After traversing citations:
- Process queued papers with `evaluating-paper-relevance`
- Update SUMMARY.md with new findings
- Check if reached checkpoint (50 papers or 5 minutes)
- If checkpoint: ask user to continue or stop

Overview

This skill intelligently traverses citation networks using the Semantic Scholar API to follow references (backward) and citing papers (forward) while filtering for relevance and deduplicating results. It prevents exponential exploration by scoring and queuing only relevant citations and tracking progress in a citation graph. The goal is focused discovery of related work and efficient expansion of a literature set.

How this skill works

Lookup a paper by DOI to obtain its Semantic Scholar paperId, then fetch references and citations with batched API calls.
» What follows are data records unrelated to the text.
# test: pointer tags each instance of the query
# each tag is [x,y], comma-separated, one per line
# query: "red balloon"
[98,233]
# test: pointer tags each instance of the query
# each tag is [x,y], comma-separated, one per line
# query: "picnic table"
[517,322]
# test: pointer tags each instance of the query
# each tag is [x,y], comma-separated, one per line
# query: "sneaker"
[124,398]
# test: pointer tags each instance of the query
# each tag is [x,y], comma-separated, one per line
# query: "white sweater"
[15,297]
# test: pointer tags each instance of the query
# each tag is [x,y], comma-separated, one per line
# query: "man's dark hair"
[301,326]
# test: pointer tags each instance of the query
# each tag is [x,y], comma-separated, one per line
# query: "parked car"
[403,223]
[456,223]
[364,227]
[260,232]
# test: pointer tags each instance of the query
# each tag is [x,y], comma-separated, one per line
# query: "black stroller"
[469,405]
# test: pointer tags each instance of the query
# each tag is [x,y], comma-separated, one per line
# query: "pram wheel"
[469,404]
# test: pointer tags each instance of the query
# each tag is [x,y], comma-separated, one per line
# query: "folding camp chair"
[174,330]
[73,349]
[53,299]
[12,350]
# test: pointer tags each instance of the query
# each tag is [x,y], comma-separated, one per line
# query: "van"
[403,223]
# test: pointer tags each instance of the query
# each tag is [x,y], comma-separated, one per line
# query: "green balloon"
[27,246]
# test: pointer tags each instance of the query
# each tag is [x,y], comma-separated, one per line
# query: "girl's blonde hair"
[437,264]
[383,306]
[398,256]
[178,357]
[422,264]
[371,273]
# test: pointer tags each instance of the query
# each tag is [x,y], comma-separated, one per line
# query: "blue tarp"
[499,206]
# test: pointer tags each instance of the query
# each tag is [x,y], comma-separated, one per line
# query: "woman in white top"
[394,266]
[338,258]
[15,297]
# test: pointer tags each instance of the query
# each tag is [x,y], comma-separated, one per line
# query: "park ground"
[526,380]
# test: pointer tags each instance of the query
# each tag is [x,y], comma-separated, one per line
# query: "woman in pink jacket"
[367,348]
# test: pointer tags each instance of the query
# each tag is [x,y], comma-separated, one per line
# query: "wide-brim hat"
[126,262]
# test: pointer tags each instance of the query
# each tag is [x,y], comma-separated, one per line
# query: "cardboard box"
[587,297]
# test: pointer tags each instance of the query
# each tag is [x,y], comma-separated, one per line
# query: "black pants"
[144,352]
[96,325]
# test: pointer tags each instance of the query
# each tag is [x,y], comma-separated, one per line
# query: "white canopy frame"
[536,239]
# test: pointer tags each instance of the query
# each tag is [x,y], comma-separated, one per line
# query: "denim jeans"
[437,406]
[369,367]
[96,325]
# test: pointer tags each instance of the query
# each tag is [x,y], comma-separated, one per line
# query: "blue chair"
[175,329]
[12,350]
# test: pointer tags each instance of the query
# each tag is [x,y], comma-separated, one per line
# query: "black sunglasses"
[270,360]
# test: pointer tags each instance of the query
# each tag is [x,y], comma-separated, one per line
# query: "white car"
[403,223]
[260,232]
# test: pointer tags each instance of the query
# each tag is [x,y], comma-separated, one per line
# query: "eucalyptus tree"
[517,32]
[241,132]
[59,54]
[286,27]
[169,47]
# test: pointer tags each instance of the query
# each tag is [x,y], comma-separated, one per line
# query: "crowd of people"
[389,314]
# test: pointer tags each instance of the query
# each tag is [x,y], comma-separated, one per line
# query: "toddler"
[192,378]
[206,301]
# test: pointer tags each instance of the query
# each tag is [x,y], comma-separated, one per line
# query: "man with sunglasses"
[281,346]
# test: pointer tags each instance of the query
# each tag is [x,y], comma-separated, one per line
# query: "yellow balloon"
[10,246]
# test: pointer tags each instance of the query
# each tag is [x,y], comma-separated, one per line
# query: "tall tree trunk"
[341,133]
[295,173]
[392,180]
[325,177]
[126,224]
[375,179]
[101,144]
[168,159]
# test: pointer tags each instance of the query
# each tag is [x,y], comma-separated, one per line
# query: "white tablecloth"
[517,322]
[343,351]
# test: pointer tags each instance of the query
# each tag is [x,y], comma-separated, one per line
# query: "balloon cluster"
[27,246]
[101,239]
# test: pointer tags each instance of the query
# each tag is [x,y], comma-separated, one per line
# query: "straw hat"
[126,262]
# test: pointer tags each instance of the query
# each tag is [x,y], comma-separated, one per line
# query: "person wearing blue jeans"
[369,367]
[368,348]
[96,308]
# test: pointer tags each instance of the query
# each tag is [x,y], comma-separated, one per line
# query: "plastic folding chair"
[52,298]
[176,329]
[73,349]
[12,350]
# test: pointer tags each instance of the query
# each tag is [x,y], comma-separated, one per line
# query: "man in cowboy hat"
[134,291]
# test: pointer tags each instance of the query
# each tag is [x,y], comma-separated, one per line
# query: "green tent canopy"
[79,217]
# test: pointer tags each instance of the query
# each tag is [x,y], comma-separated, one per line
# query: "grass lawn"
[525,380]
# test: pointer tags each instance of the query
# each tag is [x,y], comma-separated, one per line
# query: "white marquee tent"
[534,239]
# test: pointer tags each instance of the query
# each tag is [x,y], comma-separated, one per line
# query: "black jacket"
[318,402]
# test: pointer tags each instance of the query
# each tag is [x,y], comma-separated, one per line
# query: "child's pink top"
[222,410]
Each candidate citation is scored on context keywords, title/abstract matches, intent, recency, and citation count. Only items meeting score thresholds are queued, added to the reviewed registry, and recorded in the citation graph to avoid re-processing.

When to use it

  • You found a highly relevant seed paper (initial score ≥ 7) and want related work.
  • User asks “what papers cite this?” or requests follow-up literature for a result or method.
  • Building a comprehensive, bounded literature map for a topic or metric (e.g., IC50).
  • You need a breadth-first, limited-depth traversal to discover influential newer or foundational papers.
  • Avoid when the seed paper is low relevance (score < 7) or when already processing ~50 papers without user confirmation.

Best practices

  • Request multiple fields per API call and use limit=100 to reduce requests and stay within rate limits.
  • Filter before traversing: apply the relevance scoring rules and only queue items above thresholds.
  • Deduplicate aggressively: record every evaluated paper in the reviewed registry and use citation-graph.json for relationships.
  • Limit depth to two levels and checkpoint with the user after every 50 papers to avoid runaway exploration.
  • Respect rate limits: cache responses, batch fields, and implement backoff on 429 responses.

Example use cases

  • Expand from a paper with useful IC50 measurements to find methods papers and newer validation studies.
  • Identify recent papers that build on a seminal method to get the latest improvements or applications.
  • Construct a curated citation graph for a review or meta-analysis while avoiding tangential citations.
  • Find methodological sources cited in a results section to reproduce or adapt experimental protocols.
  • Quickly gather candidate papers for deeper evaluation by a separate relevance-evaluation skill.

FAQ

How do you avoid re-processing the same paper?

Every evaluated paper is added to the reviewed registry; the system checks this before queuing and records relationships in citation-graph.json.

What thresholds control traversal?

References and citations are scored; only references with score ≥ 5 and initial papers with score ≥ 7 are followed. Depth is limited to two levels and checkpoints every 50 papers.